チャイコフスキー作曲「くるみ割り人形」から「行進曲」は「学校で掃除の時に流れてる」と言う児童がいました。
これらの作曲者でも残った曲と忘れられた曲があります。
100年・200年もの長きに渡って世界中の多くの人々に受け入れられた曲、学ぶに値する曲、学んでも学んでもここで終わりでなく追求し続けるに値するモノ、何か知らないけど「動きたくなる」「悲しくなる」「気持ちが晴れ晴れする」「懐かしく思い出される」等、これらの現象が年齢・国・環境に関わらず心に影響を及ぼす、それが「芸術」なのです。
この違いを知って頂ければ有難いです。
最近テレビのコマーシャルや番組で耳にした曲
- 某ガス会社の乾燥機
ショパン作曲「雨だれ」 - 某日曜日の番組
チャイコフスキー作曲「ピアノ協奏曲1番」
ベートーヴェン作曲「ピアノ協奏曲5番」
ラフマニノフ作曲「ピアノ協奏曲1番」
最後に
私自身、セッション中でリクエストを伺い取り入れようと思うのですが、聴いて好きな曲と、療法として使える曲では差があるようです。最近の曲はテンポが速いので発語には適さないと思います。(あくまで高齢者や障がいのある方の場合です。)
単に好きならカラオケで楽しんでいただけます。発語が不明瞭でも楽しめたら・歌った気分を満足できればそれはそれで良いと思います。療法では発語の発声、呼吸、口唇の動き、表情筋の動き、その他多くの観察をし、促進することを療法の目的とするので、流行りの曲はやや不向きと私は思います。

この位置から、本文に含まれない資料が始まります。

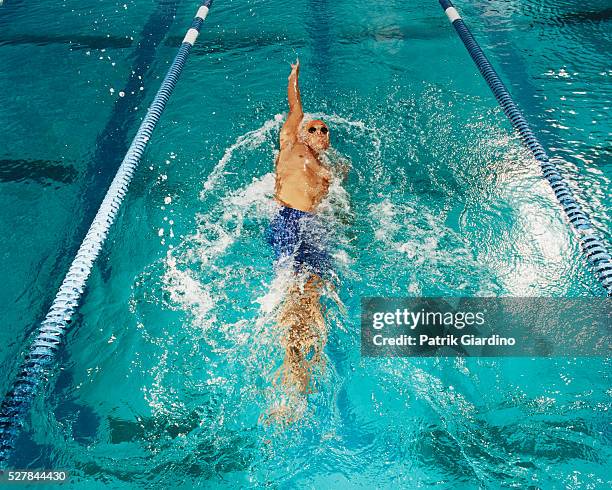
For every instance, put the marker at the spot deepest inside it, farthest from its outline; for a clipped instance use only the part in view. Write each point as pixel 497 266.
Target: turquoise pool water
pixel 167 368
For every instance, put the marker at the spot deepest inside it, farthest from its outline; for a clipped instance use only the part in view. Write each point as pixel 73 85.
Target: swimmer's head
pixel 315 134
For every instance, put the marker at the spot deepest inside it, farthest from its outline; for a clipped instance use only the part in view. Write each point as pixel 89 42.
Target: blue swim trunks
pixel 298 234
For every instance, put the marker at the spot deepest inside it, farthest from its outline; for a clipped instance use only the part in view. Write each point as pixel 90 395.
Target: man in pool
pixel 297 237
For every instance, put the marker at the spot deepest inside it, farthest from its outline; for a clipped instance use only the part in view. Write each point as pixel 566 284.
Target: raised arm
pixel 289 132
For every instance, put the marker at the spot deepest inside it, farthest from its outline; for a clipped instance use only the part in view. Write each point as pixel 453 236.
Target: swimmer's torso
pixel 301 180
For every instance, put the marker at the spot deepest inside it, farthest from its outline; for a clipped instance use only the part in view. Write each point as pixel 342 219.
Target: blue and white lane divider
pixel 42 354
pixel 591 243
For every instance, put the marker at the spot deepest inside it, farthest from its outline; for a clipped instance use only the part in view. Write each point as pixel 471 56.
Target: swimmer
pixel 298 238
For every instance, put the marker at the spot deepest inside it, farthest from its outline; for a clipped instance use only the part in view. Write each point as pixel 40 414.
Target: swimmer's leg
pixel 303 336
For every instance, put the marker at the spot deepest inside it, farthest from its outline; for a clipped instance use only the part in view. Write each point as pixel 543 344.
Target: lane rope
pixel 591 242
pixel 42 353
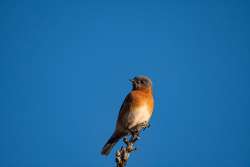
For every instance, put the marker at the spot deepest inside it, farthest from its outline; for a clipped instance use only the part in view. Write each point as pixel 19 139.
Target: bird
pixel 136 109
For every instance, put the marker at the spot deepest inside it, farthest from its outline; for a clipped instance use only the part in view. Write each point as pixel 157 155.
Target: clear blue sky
pixel 64 70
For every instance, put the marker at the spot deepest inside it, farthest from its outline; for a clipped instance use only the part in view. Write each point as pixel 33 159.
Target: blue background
pixel 64 70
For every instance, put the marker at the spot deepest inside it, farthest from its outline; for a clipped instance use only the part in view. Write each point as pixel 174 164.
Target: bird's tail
pixel 111 142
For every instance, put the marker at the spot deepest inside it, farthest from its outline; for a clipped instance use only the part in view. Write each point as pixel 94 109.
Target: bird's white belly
pixel 139 115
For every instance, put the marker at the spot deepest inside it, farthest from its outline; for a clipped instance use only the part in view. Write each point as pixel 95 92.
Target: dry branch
pixel 122 155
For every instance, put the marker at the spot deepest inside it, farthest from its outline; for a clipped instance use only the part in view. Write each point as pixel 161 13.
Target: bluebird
pixel 137 108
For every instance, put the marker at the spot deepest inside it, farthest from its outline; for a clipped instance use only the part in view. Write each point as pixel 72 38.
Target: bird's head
pixel 141 83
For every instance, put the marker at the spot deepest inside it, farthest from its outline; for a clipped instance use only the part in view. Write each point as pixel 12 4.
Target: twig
pixel 122 155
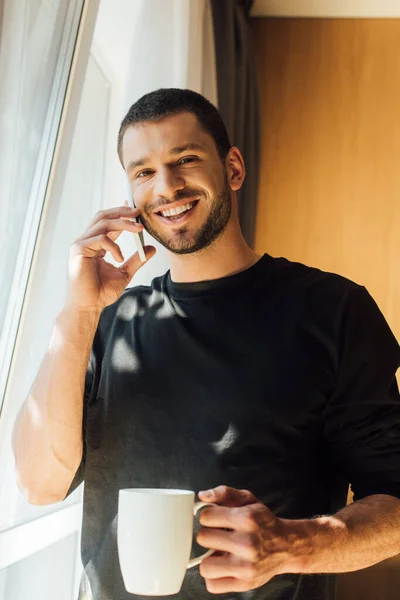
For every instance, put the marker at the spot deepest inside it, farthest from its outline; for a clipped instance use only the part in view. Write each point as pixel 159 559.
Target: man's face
pixel 178 182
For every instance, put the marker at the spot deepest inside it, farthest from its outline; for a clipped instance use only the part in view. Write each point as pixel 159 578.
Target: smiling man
pixel 266 382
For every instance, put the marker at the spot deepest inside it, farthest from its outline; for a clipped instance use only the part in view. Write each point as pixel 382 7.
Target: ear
pixel 235 168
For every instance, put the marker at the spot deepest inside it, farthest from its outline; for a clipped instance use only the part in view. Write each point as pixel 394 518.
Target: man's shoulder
pixel 310 283
pixel 134 301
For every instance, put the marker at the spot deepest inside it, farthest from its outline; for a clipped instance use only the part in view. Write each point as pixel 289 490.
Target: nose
pixel 168 182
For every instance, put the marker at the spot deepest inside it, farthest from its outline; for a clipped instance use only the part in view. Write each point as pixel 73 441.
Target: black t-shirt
pixel 279 379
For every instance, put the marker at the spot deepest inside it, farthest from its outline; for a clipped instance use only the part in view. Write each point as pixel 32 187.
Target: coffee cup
pixel 155 533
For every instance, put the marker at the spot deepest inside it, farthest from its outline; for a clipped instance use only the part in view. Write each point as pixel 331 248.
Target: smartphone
pixel 138 237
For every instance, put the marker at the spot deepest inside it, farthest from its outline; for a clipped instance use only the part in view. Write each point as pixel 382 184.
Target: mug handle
pixel 196 561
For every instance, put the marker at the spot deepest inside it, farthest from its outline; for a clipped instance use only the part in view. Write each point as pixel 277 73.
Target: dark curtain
pixel 238 97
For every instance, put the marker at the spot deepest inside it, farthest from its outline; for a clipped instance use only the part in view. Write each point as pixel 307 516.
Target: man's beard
pixel 185 242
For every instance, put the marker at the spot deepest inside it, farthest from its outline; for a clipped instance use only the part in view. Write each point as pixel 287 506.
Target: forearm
pixel 358 536
pixel 47 437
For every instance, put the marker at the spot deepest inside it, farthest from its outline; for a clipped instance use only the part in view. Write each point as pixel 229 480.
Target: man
pixel 267 382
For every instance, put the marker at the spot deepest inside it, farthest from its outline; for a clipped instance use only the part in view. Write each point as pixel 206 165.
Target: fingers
pixel 238 518
pixel 97 246
pixel 111 225
pixel 228 496
pixel 216 567
pixel 116 212
pixel 226 584
pixel 239 544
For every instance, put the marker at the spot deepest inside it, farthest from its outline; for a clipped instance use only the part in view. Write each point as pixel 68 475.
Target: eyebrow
pixel 141 162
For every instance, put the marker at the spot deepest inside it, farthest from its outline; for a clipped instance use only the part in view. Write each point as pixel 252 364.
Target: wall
pixel 330 180
pixel 329 186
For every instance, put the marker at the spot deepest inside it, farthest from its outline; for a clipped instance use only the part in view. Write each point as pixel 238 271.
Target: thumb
pixel 228 496
pixel 134 262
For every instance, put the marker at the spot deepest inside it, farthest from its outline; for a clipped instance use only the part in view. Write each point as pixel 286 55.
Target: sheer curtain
pixel 146 44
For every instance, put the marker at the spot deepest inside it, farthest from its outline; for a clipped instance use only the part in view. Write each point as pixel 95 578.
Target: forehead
pixel 159 137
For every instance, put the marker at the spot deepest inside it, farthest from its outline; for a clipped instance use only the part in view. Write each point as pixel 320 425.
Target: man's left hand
pixel 251 542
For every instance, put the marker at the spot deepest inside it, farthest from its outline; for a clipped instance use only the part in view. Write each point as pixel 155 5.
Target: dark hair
pixel 170 101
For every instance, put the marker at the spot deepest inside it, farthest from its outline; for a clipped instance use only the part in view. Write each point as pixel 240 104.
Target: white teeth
pixel 176 211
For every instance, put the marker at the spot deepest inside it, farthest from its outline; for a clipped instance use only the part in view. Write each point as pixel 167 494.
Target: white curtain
pixel 142 45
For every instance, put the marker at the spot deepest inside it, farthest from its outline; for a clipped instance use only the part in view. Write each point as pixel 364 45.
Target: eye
pixel 144 173
pixel 186 160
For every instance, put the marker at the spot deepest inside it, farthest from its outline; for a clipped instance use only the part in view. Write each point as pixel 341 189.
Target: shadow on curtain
pixel 238 96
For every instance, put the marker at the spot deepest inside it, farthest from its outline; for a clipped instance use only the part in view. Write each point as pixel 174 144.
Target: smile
pixel 178 213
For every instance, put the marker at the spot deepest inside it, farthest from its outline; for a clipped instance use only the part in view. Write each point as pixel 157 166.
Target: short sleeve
pixel 362 417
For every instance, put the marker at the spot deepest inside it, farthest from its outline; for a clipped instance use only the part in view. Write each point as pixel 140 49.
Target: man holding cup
pixel 252 372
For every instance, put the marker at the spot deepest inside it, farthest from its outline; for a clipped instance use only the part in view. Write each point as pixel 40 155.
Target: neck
pixel 227 255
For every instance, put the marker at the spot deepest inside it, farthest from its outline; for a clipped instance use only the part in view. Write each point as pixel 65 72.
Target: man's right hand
pixel 93 283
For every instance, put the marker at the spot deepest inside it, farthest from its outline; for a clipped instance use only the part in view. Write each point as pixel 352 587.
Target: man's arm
pixel 259 545
pixel 47 438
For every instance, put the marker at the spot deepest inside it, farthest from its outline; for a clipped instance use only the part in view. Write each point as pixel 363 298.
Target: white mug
pixel 155 533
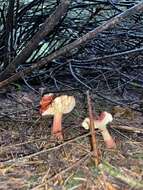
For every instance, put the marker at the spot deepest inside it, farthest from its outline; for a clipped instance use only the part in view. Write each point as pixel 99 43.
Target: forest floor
pixel 30 159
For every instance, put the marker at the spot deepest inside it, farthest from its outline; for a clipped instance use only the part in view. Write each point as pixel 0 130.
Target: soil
pixel 31 159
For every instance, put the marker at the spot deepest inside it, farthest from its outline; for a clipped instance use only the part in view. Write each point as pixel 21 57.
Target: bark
pixel 90 35
pixel 8 43
pixel 44 30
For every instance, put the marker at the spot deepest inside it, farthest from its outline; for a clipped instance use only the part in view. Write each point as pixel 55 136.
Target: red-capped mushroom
pixel 101 124
pixel 57 107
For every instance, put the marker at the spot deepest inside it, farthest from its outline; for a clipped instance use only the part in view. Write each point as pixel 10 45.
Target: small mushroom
pixel 101 124
pixel 57 107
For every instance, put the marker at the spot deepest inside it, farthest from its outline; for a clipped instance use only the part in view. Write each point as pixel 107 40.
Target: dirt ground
pixel 31 159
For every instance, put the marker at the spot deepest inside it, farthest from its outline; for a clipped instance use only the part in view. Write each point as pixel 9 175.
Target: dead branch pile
pixel 74 44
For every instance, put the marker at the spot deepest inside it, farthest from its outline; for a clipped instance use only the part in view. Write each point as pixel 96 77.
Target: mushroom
pixel 57 107
pixel 101 124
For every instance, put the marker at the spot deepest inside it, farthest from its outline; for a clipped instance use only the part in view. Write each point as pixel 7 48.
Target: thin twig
pixel 93 134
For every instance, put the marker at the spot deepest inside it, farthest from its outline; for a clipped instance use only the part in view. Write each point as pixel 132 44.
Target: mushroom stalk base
pixel 108 139
pixel 57 126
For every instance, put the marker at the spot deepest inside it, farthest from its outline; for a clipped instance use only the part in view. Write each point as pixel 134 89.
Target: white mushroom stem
pixel 57 107
pixel 101 124
pixel 110 143
pixel 57 125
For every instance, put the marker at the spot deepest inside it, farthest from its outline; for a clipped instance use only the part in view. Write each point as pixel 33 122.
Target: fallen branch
pixel 92 130
pixel 90 35
pixel 44 31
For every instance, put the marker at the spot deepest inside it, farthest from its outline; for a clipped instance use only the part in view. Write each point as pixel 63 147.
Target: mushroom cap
pixel 101 122
pixel 62 104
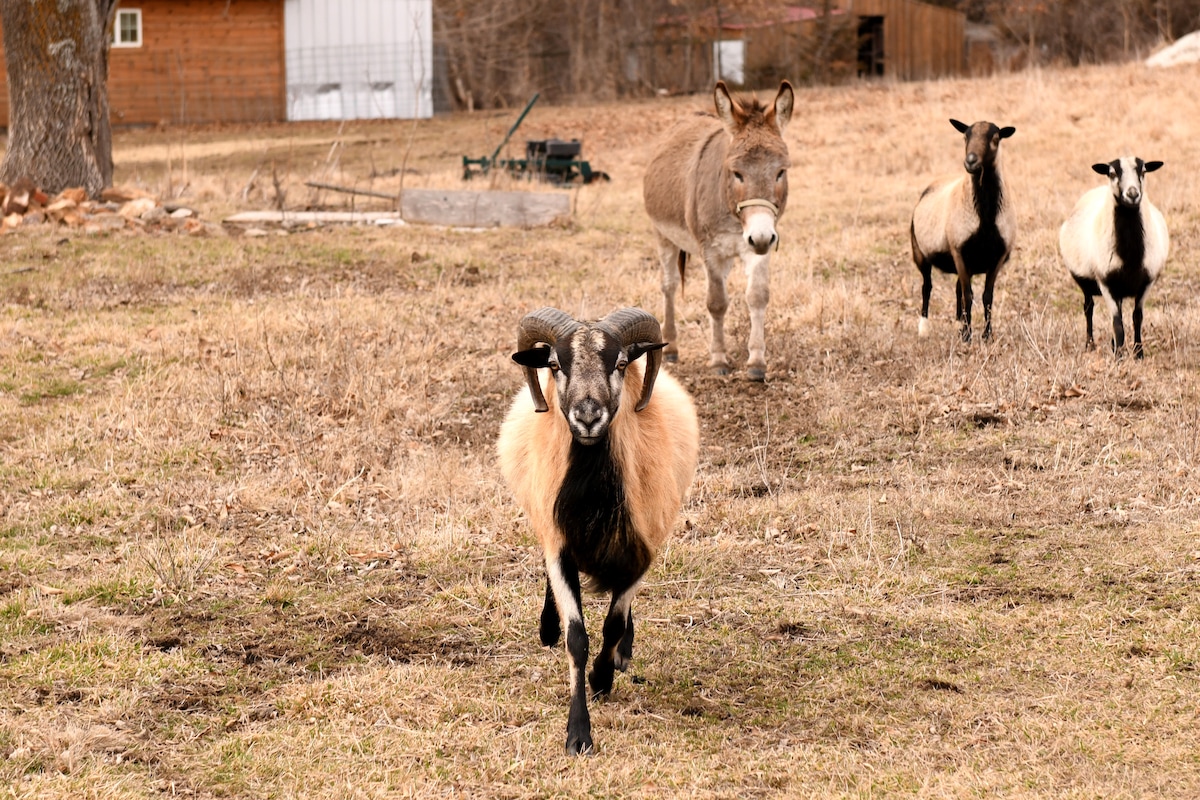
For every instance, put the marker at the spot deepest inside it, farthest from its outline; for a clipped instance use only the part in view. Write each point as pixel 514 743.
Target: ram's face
pixel 589 371
pixel 1126 176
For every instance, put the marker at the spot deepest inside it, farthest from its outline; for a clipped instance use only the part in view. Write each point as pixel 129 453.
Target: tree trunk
pixel 57 54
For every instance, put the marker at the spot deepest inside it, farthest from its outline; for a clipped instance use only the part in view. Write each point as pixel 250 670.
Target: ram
pixel 964 226
pixel 601 480
pixel 1115 244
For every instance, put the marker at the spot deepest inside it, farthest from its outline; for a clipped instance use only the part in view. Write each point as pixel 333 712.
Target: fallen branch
pixel 351 191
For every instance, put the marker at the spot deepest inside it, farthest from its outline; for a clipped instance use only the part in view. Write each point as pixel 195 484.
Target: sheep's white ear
pixel 784 103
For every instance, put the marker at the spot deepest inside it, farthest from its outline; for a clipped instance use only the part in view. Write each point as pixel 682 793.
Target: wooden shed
pixel 756 46
pixel 193 61
pixel 198 61
pixel 909 40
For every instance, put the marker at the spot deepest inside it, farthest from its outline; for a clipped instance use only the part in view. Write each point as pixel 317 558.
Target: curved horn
pixel 637 326
pixel 545 325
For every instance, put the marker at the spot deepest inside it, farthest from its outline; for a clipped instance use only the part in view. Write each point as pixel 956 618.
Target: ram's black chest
pixel 985 248
pixel 592 512
pixel 1129 247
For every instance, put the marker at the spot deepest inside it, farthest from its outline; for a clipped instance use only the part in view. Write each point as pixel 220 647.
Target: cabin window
pixel 730 61
pixel 127 28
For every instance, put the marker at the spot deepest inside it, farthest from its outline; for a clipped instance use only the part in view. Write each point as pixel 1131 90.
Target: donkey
pixel 715 188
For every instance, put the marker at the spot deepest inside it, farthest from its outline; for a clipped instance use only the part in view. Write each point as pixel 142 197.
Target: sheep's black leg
pixel 927 288
pixel 965 305
pixel 1137 325
pixel 1117 331
pixel 989 287
pixel 625 649
pixel 550 627
pixel 1089 305
pixel 618 642
pixel 564 581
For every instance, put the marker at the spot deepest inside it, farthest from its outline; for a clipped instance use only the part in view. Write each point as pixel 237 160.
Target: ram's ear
pixel 637 349
pixel 534 358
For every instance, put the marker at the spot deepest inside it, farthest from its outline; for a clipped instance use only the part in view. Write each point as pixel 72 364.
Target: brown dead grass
pixel 253 541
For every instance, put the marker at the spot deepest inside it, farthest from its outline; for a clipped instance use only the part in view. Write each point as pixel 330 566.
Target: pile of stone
pixel 23 204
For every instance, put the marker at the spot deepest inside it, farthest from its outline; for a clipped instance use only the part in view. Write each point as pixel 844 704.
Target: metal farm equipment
pixel 556 161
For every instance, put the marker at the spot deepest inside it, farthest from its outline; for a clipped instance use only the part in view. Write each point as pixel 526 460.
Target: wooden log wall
pixel 201 61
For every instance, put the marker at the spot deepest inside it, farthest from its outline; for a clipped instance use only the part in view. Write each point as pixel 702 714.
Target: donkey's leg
pixel 564 583
pixel 618 635
pixel 718 269
pixel 672 259
pixel 757 295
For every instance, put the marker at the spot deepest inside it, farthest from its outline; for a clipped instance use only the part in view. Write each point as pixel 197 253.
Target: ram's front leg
pixel 618 641
pixel 757 295
pixel 564 583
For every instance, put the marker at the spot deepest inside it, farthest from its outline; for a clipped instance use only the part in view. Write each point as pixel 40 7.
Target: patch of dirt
pixel 377 638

音楽リクリエーションとしてなら十分と思いますが、「音楽の持つ生理的・心理的・社会的働きを応用し、心身の障がいの軽減回復・機能の維持改善・生活の質(QOL)の向上、問題となる行動の変容など目的のもと、意図的に計画的に行われる治療プロセスを実践する」音楽療法士としては、選曲には注意を払います。